The settings in the CRD to accommodate the design include:

  • upgradePolicy.cephVersion: The version of the image to start applying to the daemons specified in the components list.
    • allowUnsupported: If false, the operator would refuse to upgrade the Ceph version if it doesn't support or recognize that version. This would allow testing of upgrade to unreleased versions. The default is false.
  • upgradePolicy.components: A list of daemons or other components that should be upgraded to the version newCephVersion. The daemons include mon, osd, mgr, rgw, and mds. The ordering of the list will be ignored as Rook will only support ordering as it determines necessary for a version. If there are special upgrade actions in the future, they could be named and added to this list.

For example, with the settings below the operator would only upgrade the mons to mimic, while other daemons would remain on luminous. When the admin is ready, he would add more daemons to the list.

spec:
  cephVersion:
    image: ceph/ceph:v12.2.9-20181026
    allowUnsupported: false
  upgradePolicy:
    cephVersion:
      image: ceph/ceph:v13.2.2-20181023
      allowUnsupported: false
    components:
    - mon

When the admin is completed with the upgrade or he is ready to allow Rook to complete the full upgrade for all daemons, he would set cephVersion.image: ceph/ceph:v13.2.2, and the operator would ignore the upgradePolicy since the cephVersion and upgradePolicy.cephVersion match.

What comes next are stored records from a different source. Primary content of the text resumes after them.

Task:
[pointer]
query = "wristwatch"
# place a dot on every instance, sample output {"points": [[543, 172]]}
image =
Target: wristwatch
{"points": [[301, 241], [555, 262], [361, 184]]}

If the admin wants to pause or otherwise control the upgrade closely, there are a couple of natural back doors:

  • Deleting the operator pod will effectively pause the upgrade. Starting the operator pod up again would resume the upgrade.
  • If the admin wants to manually upgrade the daemons, he could stop the operator pod, then set the container image on each of the Deployments (pods) he wants to update. The difficulty with this approach is if there are any changes to the pod specs that are made between versions of the daemons. The admin could update the pod specs manually, but it would be error prone.

Developer controls

If a developer wants to test the upgrade from mimic to nautilus, he would first create the cluster based on mimic. Then he would update the crd with the "unrecognized version" attribute in the CRD to specify nautilus such as:

spec:
  cephVersion:
    image: ceph/ceph:v14.1.1
    allowUnsupported: true

Until Nautilus builds are released, the latest Nautilus build can be tested by using the image ceph/daemon-base:latest-master.

Default Version

For backward compatibility, if the cephVersion property is not set, the operator will need to internally set a default version of Ceph. The operator will assume the desired Ceph version is Luminous 12.2.7, which was shipped with Rook v0.8. This default will allow the Rook upgrade from v0.8 to v0.9 to only impact the Rook version and hold the Ceph version at Luminous. After the Rook upgrade to v0.9, the user can choose to set the cephVersion property to some newer version of Ceph such as mimic.